NextImg:That's why they call it 'karma'

The “norms and traditions” crowd who tried to bankrupt and imprison Trump using “novel” legal theories and nebulous “facts” is barefoot in the china shop where they broke everything and complaining that their feet are bleeding.

Gosh, I feel terrible about that.

Here’s Chris Cilizza just now waking up from a ten-year-long coma.

Chris Cillizza

I always thought laws and regulations would constrain Trump for his worst impulses in a 2nd term. What I've learned is that there are far fewer laws constraining a president's behavior than I thought. It's mostly norms and traditions. And if you are willing to break those...

It must be exhausting to have to pretend that hard, all day every day.  I’m glad I don’t have to do it.

So what do we know?  That we don’t have to pretend not to know?

We know that three people, all Democrats, have had their mortgage paperwork come into the public domain and having had a look, the public -- and importantly, lawyers -- have concluded it is, at the very least, sketchy, if not obviously criminal. It appears that all three have claimed two residences as their primary residence (which gets you more favorable terms than if you told the truth that one was, in fact, a second home. It’s a very serious charge.).

There’s been a lot of digital ink spilled in the New York Slimes and the Washington Compost that gosh darn golly, nobody actually reads 3,000-page mortgage applications so let’s just all wink-wink-nod-nod and get on with our day, but no.  Donald Trump isn’t in a forgiving mood.

Neither are we.

“The result, legal experts say, is an escalation in the way Trump officials seek to penalize, remove or even jail adversaries.”

That’s the subtitle of a piece Tuesday morning in the Washington Post titled The Trump Administration’s New Weapon Against Foes: Mortgage Filings”

It opens this way:

President Donald Trump’s move to fire Federal Reserve governor Lisa Cook on Monday was the latest illustration of his administration’s surprising new weapon against its enemies: their own mortgages.

Trump and other officials raised allegations of mortgage fraud last week against Cook, a prominent economist put on the Fed board by President Joe Biden.
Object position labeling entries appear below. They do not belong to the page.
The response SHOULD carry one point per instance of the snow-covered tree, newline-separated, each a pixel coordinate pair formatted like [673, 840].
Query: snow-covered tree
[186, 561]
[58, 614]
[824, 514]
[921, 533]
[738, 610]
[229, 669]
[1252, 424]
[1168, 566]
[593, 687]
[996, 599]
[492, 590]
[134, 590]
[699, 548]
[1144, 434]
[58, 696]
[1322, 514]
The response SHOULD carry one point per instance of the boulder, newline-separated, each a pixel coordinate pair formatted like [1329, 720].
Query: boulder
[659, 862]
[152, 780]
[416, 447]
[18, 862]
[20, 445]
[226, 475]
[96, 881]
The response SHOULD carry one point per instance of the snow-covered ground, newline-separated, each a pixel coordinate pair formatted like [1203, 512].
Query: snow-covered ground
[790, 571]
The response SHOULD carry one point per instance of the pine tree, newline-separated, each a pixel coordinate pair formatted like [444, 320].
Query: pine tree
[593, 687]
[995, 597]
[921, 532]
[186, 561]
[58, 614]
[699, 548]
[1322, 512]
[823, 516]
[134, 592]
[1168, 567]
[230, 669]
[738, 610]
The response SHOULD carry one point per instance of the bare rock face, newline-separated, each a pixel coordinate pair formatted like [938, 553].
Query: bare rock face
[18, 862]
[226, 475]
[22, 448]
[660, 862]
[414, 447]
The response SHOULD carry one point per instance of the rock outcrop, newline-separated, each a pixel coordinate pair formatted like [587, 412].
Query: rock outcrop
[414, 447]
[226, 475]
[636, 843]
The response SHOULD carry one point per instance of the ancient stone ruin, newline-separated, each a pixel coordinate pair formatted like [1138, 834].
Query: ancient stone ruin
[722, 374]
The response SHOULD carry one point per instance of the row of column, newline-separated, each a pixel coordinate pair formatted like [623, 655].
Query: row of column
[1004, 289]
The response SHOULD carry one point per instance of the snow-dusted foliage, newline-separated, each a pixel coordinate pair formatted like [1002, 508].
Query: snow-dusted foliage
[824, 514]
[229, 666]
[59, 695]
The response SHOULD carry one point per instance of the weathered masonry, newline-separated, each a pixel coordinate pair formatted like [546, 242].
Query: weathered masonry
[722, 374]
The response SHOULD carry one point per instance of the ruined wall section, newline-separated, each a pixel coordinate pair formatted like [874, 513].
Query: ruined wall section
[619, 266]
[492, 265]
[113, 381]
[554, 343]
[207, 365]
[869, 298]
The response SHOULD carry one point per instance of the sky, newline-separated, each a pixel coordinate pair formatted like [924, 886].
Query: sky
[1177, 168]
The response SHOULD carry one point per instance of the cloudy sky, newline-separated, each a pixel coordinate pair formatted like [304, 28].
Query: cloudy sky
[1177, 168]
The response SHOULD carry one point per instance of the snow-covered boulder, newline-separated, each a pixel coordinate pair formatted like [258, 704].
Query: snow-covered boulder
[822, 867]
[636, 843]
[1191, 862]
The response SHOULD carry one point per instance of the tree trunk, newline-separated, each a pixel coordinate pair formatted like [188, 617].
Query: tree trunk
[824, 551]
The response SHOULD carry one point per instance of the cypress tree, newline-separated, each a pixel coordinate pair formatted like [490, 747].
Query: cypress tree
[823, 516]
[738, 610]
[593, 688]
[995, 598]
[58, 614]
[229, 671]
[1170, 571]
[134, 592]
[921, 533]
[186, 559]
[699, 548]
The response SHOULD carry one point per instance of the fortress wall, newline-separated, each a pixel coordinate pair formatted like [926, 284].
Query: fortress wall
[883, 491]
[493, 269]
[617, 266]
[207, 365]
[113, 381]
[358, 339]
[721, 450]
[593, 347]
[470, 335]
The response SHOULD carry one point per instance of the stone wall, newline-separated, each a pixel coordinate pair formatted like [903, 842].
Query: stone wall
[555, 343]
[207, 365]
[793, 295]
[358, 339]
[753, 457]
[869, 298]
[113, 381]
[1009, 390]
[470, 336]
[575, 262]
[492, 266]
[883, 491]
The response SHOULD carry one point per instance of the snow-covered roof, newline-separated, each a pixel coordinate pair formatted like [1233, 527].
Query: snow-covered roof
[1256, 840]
The Justice Department is investigating the claims now, and Trump says the allegations alone are enough for him to push her out of her seat. Additionally, the Justice Department also received a criminal referral over real estate records from New York Attorney General Letitia James, who has filed multiple lawsuits against both Trump administrations. And in July, Trump publicly accused Sen. Adam Schiff (D-California) -- who led impeachment proceedings against the president as a House member -- of mortgage fraud.

The result, legal experts say, is an escalation in the way Trump officials seek to penalize, remove or even jail adversaries. [Emphasis added.]

Those norms?  They broke when Democrats tried to “penalize, remove, or even jail” Donald Trump, a former president, under “novel” legal theories and nebulous “facts.”  What’s happening here is objective.  You can’t, as has been alleged in all three cases, claim two residences are both your primary residence.

As the father of the bride said to his daughter who was still having second thoughts halfway down the aisle between her fiancé and her newly rekindled ex-husband in the movie Sweet Home Alabama, “You can’t ride two horses with one ass, sugar pea.”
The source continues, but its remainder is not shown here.